The Communication Workers Union (CWU) conference met from 8-13 June, under the threat of huge attacks on its industries and its members.

 

In telecommunications, BT wants to renegotiate pensions by September, jobs are increasingly threatened by 'offshoring'. Pay and an increasingly harsh management style are also growing problems.

 

But it is in the postal sector that the union faces a huge battle. The entire post office network is under threat, with one in three delivery offices threatened with closure.

 

The government and Postcomm, the 'independent regulator', opened up the British postal market before other countries. The cherry picking of services and asset-stripping by private companies has led to a race to the bottom and an unsustainable position for the Post Office and Royal Mail.

 

The union had already agreed to ballot members for industrial action over the company's imposition of pension reforms. This will be expanded to include other aspects of Royal Mail's wrecking plan. The CWU faces a crucial six months to fight back against the ruin of the post office.

 

There is anger and shock that a Labour government is presiding over these attacks on public services and their workers. In 2007 the union agreed: "...that unless the union achieves the removal of Postcomm in its current form and the protection of the post office network by June 2008 then a ballot of the membership will take place on whether the union should contribute future monies to the Labour Party."

 

Since that conference, the union was forced into a major strike against company attacks. The government has voted to close 2,600 more sub-post offices, and scores of Crown (city centre) post offices have been closed in a short-term asset-stripping exercise.

 

Now, at the end of May, the same Postcomm and Royal Mail management submits privatisation of Royal Mail to the Hooper Review of postal services!

 

Emergency motion

An emergency proposal instructed the union's national executive (NEC): "to launch an immediate unprecedented campaign... to maintain Royal Mail as a 100% publicly owned company. To apply pressure on the government to force them... to protect and maintain the final salary pension scheme... (and) protect the post office counter network."

 

"If the government fails to agree to the full terms of this motion by March 2009 then the CWU membership will be balloted on whether they believe the union should fund the Labour Party at the next general election."

 

Moving the motion, London divisional rep Martin Walsh talked of the post office being "under the greatest threat it's ever been." He said the union must "use the link (to Labour) or lose it."

 

The following day a proposal, resolution 101, from Coventry to "...end funding of the Labour Party and to campaign for a new workers' party" was on the agenda.

 

But as well as expressing their anger with Labour, a series of speakers, including general secretary Billy Hayes and deputy general secretary Dave Ward, used the first debate to oppose that resolution. They argued that carrying it would undermine the emergency resolution that was preparing the union for battle.

 

Before Judy Griffiths moved 101, it had already had six speeches against!

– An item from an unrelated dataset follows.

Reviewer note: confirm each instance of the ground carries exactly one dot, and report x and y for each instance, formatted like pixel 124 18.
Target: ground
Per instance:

The proposal created a heated debate but was overwhelmingly defeated.

Delegates clearly hoped to try to exert any remaining influence with Labour to stop the destruction of the post office, and felt disaffiliation would undermine that tactic.

 

Billy Hayes spoke again, asking delegates not to be pessimistic given a publicly owned post office was in Labour's manifesto, and he referred to the Hooper review into the effects of 'liberalisation' as "our review".

He pointed to splits in the Scottish Socialist Party and Respect, while other delegates said it could be 40 years before a new workers' party was in government.

 

Some claimed that disaffiliation would force the CWU into the political wilderness and that Tory leader David Cameron would welcome disaffiliation.

 

Many delegates hoped against hope they can pressure Labour to stop the ruin of their industry and jobs.

 

They don't see how remaining silent about New Labour's Tory policies is helping, but at this point they do not see a viable political alternative.

 

But the pressure is unmistakeable and the 'elephant in the room' was that, if put to a ballot, it is extremely likely that communication workers would vote to end the link with Labour. The NEC themselves spoke of limiting spending on Labour to the "minimum necessary".

 

Referring to the unacted-on threat to cut funding over Postcomm last year, delegates complained: "It's not a threat if you don't do anything". The terms of the emergency motion to defend the postal service will need to be energetically pursued until March 2009.

 

The conference also overwhelmingly passed a motion that called on the TUC to organise a national demonstration to oppose spreading NHS privatisation.

 

At the rules conference, NEC-led rule changes that would diminish democracy in the CWU were consistently rejected.